Vor dem großen Sturm
Ein großer Teil des Weltraummülls sammelt sich dort an, wo die meiste Aktivität herrscht: Im geostationären Orbit. Wie ein Ring über dem Äquator umkreist dieser die Erde und bietet beispielsweise Kommunikationssatelliten, die relativ zur Erde an einem Fixpunkt geparkt werden sollen, einen idealen Standort. Das Risiko für einen Satelliten, von einem eins bis zehn Zentimeter großen Müllstück getroffen zu werden, liegt derzeit laut der EU-Publikation "Let`s embrace Space" bei einem Mal alle drei Jahre. Von kleineren Objekten werden Satelliten rund 170 Mal pro Jahr getroffen.
Da viele Treffer zu neuen Trümmern führen, kommt es zu einem Schneeballeffekt. Das schlimmste Resultat daraus nennt sich Kesslersyndrom. Der NASA-Wissenschaftler Donald Kessler entwarf 1978 ein Extremszenario, bei dem sich der orbitale Müllhaufen quasi in einen allesvernichtenden Sturm verwandelt und sowohl den Einsatz von Satelliten als auch jegliche Raumfahrt verhindert.
Doch noch kann diese Katastrophe verhindert werden. Abgesehen vom zutiefst kontraproduktiven Einsatz von Antisatelliten-Raketen (zuletzt durch die USA und China) gibt es internationale Bemühungen, den bereits bestehenden Weltraum-Müllberg zumindest konstant zu halten und nicht weiter zu vergrößern. Die EU hat im Rahmen des siebenten Forschungsrahmenprogramms (FP7) einen eigenen Schwerpunkt zum Thema Weltraummüll vorgesehen. Darin geht es um die Verbesserung der Müllbeobachtung, der schnellen Beseitigung von Satelliten am Ende ihrer Einsatzzeit und der Verbesserung des Schutzes der Weltrauminfrastruktur.
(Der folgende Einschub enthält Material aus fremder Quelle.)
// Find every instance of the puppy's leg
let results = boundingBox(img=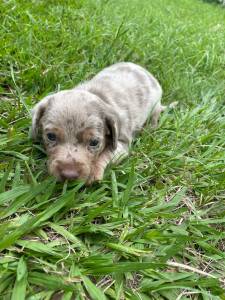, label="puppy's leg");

Zusätzlichen Müll vermeiden
Die meisten Satelliten, die heute gestartet werden, kehren am Ende ihrer Einsätze auf die Erde zurück und verglühen in der Atmosphäre. Zwei EU-Projekte beschäftigen sich mit einer Beschleunigung dieses Prinzips.
Bei BETs fährt ein Satellit eine kilometerlange entblößte, elektrodynamische Leine (Bare Electrodynamic Tether) aus. Diese Leine sammelt Elektronen in der Ionosphäre (85 bis 600 Kilometer Höhe) ein, wodurch ein schwacher Strom durch die Leitung fließt. Das dadurch enstehende Magnetfeld tritt mit dem Erdmagnetfeld in Wechselwirkung. Der Satellit und das Kabel daran werden abgebremst und verlieren an Höhe, bis es zum Wiedereintritt kommt. Das ganze Leinen-Paket im Satellit soll weniger wiegen als ein zusätzliches Triebwerk und damit mehr Nutzlast zulassen. BETs wird momentan in Simulationen getestet. Das Projekt wurde 2010 begonnen und endet im November 2013.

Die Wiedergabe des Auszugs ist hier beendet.